Scott Fybush is indeed the expert on this and undoubtedly will have more (and more accurate) comments on this. A couple things I can share...
A lot of the allocation of radio stations dates back to the late 1920s as the Federal Radio Commission (predecessor of the FCC) tried to bring order to a chaotic AM band. Back then, stations applied for licenses and, under the 1912 radiotelephone laws and 1922 Commerce Department regs, put their stations wherever the hell they wanted and ran whatever power they pleased or could afford on whatever schedule they could afford to run (anything from a few hours a week, up to a few pioneers in big cities running 24/7). They just picked channels that allowed them (they thought) to dodge interference from anybody else.
Needless to say, it didn't work.
So Congress created the FRC to allocate stations to specific channels, and hours of operation in many cases, so the band wouldn't become a cacophany. They gave broad powers, and the FRC used them to shut dozens of stations down completely and force others to share time on a frequency. They went on to classify stations according not only to their hours (letting some operate only sunrise to sunset, others around the clock) but their coverage area. Bigger and more spread-out population centers got bigger coverage stations, smaller and more compact towns found their stations were usually licensed for smaller coverage areas through lower power. There were four classes; wide coverage stations with 5,000 to 50,000 watts and either a monopoly on their channel or limited sharing with one or two widely spaced stations giving each other minimal interference on the channel; regional stations given 500 or 1000 watts to cover a midsized metro area, and a few hundred miles of spacing between stations on the regional channels; local coverage stations able only to cover a single city or county and given 100 or 250 watts by day, 100 watts at night; and daytimers that had to shut down completely at sunset. They allocated channels so that the middle of the band got most of the high power stations (although some were put at the bottom and top of the dial as well), the bottom end got mostly 500 or 1000 watt signals which still gave decent coverage at longer wavelengths, and the higher frequency channels were a mix of regional and local stations with just a few channels (1460 to 1490) playing host to a handful of 5,000 and 10,000 watt stations. That setup was in place by 1928 and stayed in place almost until World War II...with modifications, it stayed in place even after the band expanded from 550-1500 to 540-1600 in 1941. Stations on regional channels were allowed to raise power to 5,000 watts, either fulltime or during the daylight hours, after directional antennas came along and proved themselves in the early 1930s.
How did this affect Rochester? We got only one really high power station because only Stromberg-Carlson, which bought WHAM from the U of R, had the foresight to pick an otherwise unused channel in the middle of the band (1150 in 1928, moving to 1180 in 1941) and had the resources to equip and build out a high power transmitter for itself.
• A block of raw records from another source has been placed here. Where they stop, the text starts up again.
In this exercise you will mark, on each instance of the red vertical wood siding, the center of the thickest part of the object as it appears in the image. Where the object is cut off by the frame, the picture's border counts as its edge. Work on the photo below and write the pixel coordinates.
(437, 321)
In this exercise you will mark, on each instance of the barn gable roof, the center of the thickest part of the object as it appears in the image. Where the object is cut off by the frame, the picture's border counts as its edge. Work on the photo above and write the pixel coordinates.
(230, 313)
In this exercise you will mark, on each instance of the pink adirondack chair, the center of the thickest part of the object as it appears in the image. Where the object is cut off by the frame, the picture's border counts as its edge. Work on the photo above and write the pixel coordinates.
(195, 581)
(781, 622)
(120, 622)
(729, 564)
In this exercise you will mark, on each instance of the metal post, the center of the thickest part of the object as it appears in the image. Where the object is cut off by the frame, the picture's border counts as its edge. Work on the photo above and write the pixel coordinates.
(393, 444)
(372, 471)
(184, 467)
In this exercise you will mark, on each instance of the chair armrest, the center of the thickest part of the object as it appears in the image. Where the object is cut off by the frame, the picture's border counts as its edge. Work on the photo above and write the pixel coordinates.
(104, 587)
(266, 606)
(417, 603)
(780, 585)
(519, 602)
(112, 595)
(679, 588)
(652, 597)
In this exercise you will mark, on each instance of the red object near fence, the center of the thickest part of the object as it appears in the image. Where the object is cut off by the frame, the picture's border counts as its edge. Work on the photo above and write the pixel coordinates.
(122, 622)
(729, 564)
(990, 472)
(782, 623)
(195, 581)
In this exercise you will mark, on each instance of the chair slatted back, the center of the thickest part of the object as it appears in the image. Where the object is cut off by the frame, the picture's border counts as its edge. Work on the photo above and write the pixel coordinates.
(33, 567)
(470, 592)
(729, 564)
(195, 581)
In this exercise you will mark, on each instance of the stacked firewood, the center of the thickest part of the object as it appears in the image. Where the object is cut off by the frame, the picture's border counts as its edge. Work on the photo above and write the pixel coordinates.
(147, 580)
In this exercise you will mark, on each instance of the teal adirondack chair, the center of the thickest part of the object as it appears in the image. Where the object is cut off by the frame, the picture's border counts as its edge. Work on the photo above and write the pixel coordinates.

There was only one other station in town (WHEC) before 1936, and Frank Gannett only wanted to use it to serve the immediate area, so he didn't try for a better allocation or more than 1000 watts of power in the pre-directional antenna days. The third station, WSAY, came along late enough that there wasn't room for more than a local channel station under the old, stricter allocation rules until after the AM band expanded in 1941, so it started as a 250 watt peanut-whistle. The directional antenna liberated it, and WHEC, after the war. But Syracuse, Buffalo and NYC had beaten Rochester to the punch when it came to claiming the best regional frequencies and (in New York's case) the clears. They all had multiple stations on the air several years before Rochester even got its second fulltime station (WHEC) in 1925.
Bottom line? Federal restrictions gradually tightened, while Rochester was slower in starting up radio facilities than other communities around it.